Friday, March 11, 2022

A Covenantal People

THE WORD IN LENT

Saturday, First week in Lent - March 12, 2022

Deuteronomy 26: 16-19; Matthew 5: 43-48

One of the self-identities that has come down from the earliest times of our faith, that is even from the Old Testamental times, is the fact that we are a covenantal people. What does it mean being covenantal people: it means there is a mutual pledge of fidelity between the two parties, which here are, the Lord and us. The Lord has pledged to be our God and we have pledged to be God's people. But there is one more element of a covenant - the condition of that pledge or the external sign of that pledge! In our
covenant with the Lord, it is typical love.

The love that is typical to this covenant is brought in by God, as God's very own nature, that nature in which we are called to share. It is not merely governed by a rule or a law, though it involves rules and it is a law. It is all about placing the other at the centre, placing the other before me, placing the other always in the advantageous position. It is diametrically opposed to the typical relationship promoted by the world of business and gain. 

It is not about what I gain, what I can achieve or how I can promote myself; it is about what I can give, what I can render more meaningful and how I can reach out to the other, without counting the cost or the returns.
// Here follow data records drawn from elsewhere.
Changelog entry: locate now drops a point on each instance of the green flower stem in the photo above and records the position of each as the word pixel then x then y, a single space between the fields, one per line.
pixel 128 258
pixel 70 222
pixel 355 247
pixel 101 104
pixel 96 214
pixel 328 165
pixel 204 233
This is the typical love that is taught by God, in they way God relates to us, in the way God has revealed Godself to us, and in the way that God wishes us to live, because we are created in, and called to live by, the image and likeness God, which is love. 

There is a central reminder that is offered us, which can serve us whenever we are frustrated, whenever we are discouraged, whenever we lack the sense of our being - and it goes thus: we are a covenantal people!